Beberapa waktu lalu, Ssaem--panggilan akrab untuk guru dalam bahasa Korea--bertanya kepada seisi kelas. "Kalian sudah ada yang menonton Kim Ji-young?"
Kebanyakan menjawab belum menonton. Hanya saya dan Ssaem yang sudah. Saya nonton film itu beberapa hari setelah tayang di bioskop. Langsung saya buru soalnya takut keburu turun dari layar. Ssaem kemudian bercerita, film itu soal perempuan bernama Kim Ji-young yang lahir 1982, bagaimana ia mengalami diskriminasi sebagai perempuan di tempat bekerjanya terutama setelah ia hamil. Ji-young terpaksa berhenti bekerja dan menjadi ibu rumah tangga. Padahal ia punya impian soal karirnya.
"Film ini jadi kontraversial di Korea karena dianggap menyuarakan feminisme, sementara Korea budaya patriarkinya masih sangat kuat," kata Ssaem.
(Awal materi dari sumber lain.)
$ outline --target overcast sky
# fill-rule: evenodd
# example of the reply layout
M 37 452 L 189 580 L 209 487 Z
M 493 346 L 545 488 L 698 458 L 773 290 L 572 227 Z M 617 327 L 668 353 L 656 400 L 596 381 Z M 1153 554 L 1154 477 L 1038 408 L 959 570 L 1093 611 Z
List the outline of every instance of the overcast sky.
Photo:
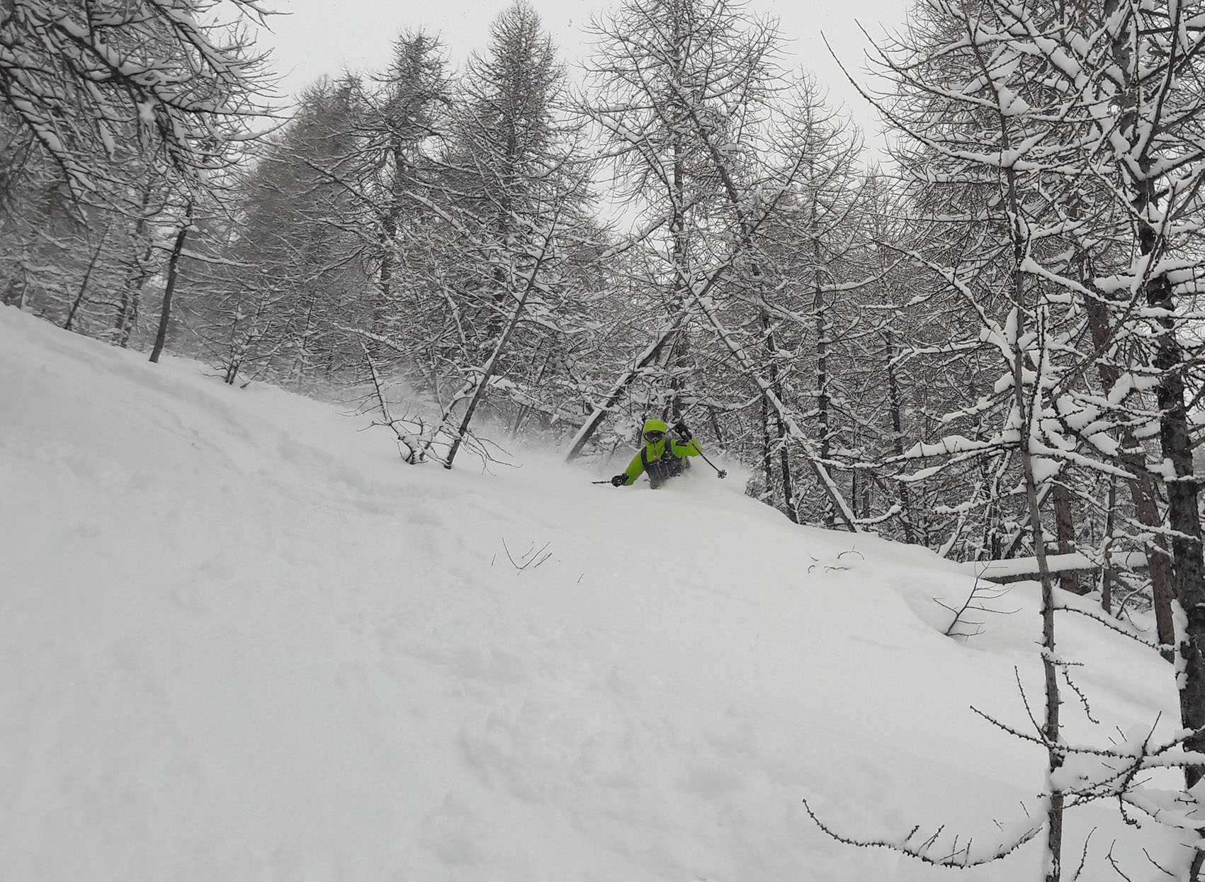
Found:
M 289 14 L 271 18 L 271 34 L 260 45 L 271 47 L 276 69 L 284 76 L 282 89 L 292 94 L 323 74 L 380 70 L 402 30 L 437 33 L 459 65 L 474 49 L 483 49 L 490 20 L 509 0 L 277 0 L 270 7 Z M 588 54 L 582 25 L 592 16 L 615 8 L 617 0 L 529 0 L 557 41 L 562 58 L 572 64 Z M 829 90 L 831 104 L 845 104 L 864 128 L 874 116 L 845 82 L 824 47 L 833 45 L 851 72 L 858 74 L 868 48 L 860 23 L 877 37 L 883 29 L 904 23 L 909 0 L 750 0 L 748 10 L 778 18 L 789 53 L 784 59 L 816 75 Z M 870 133 L 868 133 L 870 134 Z

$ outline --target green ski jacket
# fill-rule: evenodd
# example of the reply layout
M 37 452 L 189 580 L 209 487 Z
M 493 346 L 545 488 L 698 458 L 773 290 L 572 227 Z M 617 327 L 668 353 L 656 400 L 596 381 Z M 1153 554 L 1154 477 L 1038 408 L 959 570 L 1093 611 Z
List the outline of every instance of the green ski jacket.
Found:
M 698 457 L 703 452 L 696 439 L 692 441 L 678 441 L 677 439 L 671 439 L 668 434 L 669 429 L 666 429 L 665 423 L 660 419 L 648 419 L 645 422 L 645 428 L 640 430 L 640 437 L 642 441 L 645 440 L 646 431 L 666 433 L 665 437 L 656 445 L 645 441 L 645 449 L 648 451 L 649 463 L 662 458 L 662 454 L 665 453 L 666 445 L 669 445 L 670 455 L 677 457 L 678 459 L 682 457 Z M 633 457 L 631 461 L 628 464 L 628 468 L 624 469 L 628 480 L 623 483 L 623 487 L 635 483 L 636 478 L 639 478 L 640 474 L 645 470 L 645 463 L 640 455 L 642 452 L 643 451 L 637 451 L 636 455 Z

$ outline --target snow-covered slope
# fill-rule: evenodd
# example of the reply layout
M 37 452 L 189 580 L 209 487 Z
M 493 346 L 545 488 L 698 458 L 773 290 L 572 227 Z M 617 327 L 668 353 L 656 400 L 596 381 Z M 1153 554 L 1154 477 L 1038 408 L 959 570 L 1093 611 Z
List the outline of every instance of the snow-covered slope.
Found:
M 958 642 L 954 565 L 705 468 L 657 493 L 552 452 L 411 468 L 364 418 L 12 308 L 0 371 L 4 882 L 947 878 L 801 800 L 989 849 L 1042 787 L 971 711 L 1029 727 L 1033 586 Z M 1070 737 L 1170 730 L 1158 658 L 1063 636 L 1101 721 L 1069 702 Z M 1092 828 L 1134 878 L 1174 853 L 1100 807 L 1076 862 Z

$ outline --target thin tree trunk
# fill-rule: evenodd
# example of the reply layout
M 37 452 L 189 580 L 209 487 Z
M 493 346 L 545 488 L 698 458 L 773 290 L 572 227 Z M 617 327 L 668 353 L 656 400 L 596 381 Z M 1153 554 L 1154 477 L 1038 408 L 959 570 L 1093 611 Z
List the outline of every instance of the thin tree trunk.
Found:
M 1051 493 L 1051 501 L 1054 507 L 1054 535 L 1058 539 L 1059 554 L 1071 554 L 1075 552 L 1075 517 L 1071 512 L 1071 492 L 1059 481 Z M 1060 572 L 1058 587 L 1072 594 L 1084 594 L 1080 588 L 1080 578 L 1074 571 Z
M 176 280 L 180 275 L 180 255 L 184 251 L 184 239 L 188 237 L 188 229 L 193 225 L 193 202 L 184 207 L 184 218 L 176 233 L 176 243 L 171 247 L 171 257 L 167 259 L 167 282 L 163 289 L 163 306 L 159 310 L 159 330 L 154 337 L 154 348 L 151 349 L 151 360 L 159 361 L 164 343 L 167 342 L 167 325 L 171 323 L 171 295 L 176 290 Z
M 76 313 L 83 305 L 83 299 L 88 293 L 88 282 L 92 281 L 92 274 L 96 269 L 96 261 L 100 260 L 100 252 L 105 248 L 105 241 L 108 239 L 108 228 L 105 228 L 104 235 L 100 237 L 100 242 L 96 243 L 96 249 L 92 253 L 92 259 L 88 261 L 88 269 L 83 274 L 83 280 L 80 282 L 80 293 L 76 295 L 75 302 L 71 304 L 71 311 L 67 313 L 67 321 L 63 323 L 63 330 L 71 330 L 71 325 L 75 323 Z

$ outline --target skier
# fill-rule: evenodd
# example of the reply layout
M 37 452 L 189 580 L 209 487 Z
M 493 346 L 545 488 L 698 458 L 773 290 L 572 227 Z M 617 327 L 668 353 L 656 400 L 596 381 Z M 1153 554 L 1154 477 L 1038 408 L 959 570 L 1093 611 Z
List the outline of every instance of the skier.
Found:
M 660 419 L 649 419 L 640 436 L 645 440 L 645 446 L 640 449 L 625 471 L 611 478 L 613 487 L 625 487 L 636 482 L 640 472 L 648 472 L 648 483 L 656 490 L 669 478 L 681 475 L 690 468 L 687 457 L 698 457 L 703 453 L 699 442 L 690 435 L 686 423 L 675 423 L 674 431 L 678 439 L 666 435 L 665 423 Z

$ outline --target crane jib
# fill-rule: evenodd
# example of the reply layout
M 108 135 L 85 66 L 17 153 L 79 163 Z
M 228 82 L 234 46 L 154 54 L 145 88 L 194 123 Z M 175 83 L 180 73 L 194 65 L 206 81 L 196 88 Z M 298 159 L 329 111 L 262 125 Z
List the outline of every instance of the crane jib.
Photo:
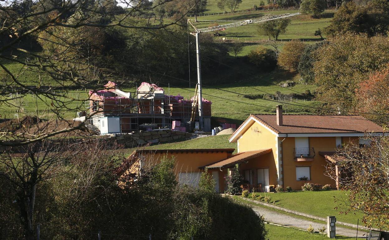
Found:
M 285 13 L 279 15 L 275 15 L 274 16 L 266 17 L 265 18 L 259 18 L 258 19 L 254 19 L 254 20 L 251 19 L 249 20 L 245 20 L 243 21 L 240 21 L 240 22 L 234 23 L 228 23 L 228 24 L 224 24 L 224 25 L 219 25 L 219 26 L 215 26 L 213 27 L 210 27 L 209 28 L 202 28 L 201 29 L 196 29 L 196 32 L 197 33 L 204 33 L 208 32 L 217 31 L 217 30 L 224 30 L 226 28 L 233 28 L 234 27 L 246 25 L 247 24 L 250 24 L 251 23 L 261 23 L 263 22 L 265 22 L 266 21 L 270 21 L 271 20 L 273 20 L 275 19 L 278 19 L 279 18 L 288 18 L 289 17 L 292 17 L 293 16 L 298 15 L 300 14 L 300 12 L 296 12 L 295 13 Z

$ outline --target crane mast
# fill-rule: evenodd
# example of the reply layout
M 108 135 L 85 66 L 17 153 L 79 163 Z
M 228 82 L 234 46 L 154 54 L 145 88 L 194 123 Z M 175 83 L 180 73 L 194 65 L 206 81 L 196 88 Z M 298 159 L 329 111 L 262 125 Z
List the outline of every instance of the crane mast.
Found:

Beberapa artis Korea yang menyatakan dukungannya atas film ini juga diserang netizen setempat lantaran alasan yang sama. Irene Red Velvet misalnya, yang dihujat netizen Korea lantaran mengunggah tulisan soal buku novel Kim Ji-young di media sosialnya. Film Kim Ji-young memang diangkat dari novel berjudul sama karya Cho Nam-ju yang dirilis Oktober 2016. Dalam film, Gong Yoo menjadi Dae-hyun suami Kim Ji-young, yang diperankan Jung Yu-mi.
*
Kelelahan tampak begitu nyata di wajah Kim Ji-young ketika ia mengerjakan semua pekerjaan domestik rumah sambil mengurus bayinya berusia sekitar dua tahun. Rambutnya dicepol, berpakaian seadanya, mengenakan celemek. Meski Kim Ji-young terlihat cantik tanpa riasan wajah, tapi raut muka kelelahan itu tak bisa disembunyikan.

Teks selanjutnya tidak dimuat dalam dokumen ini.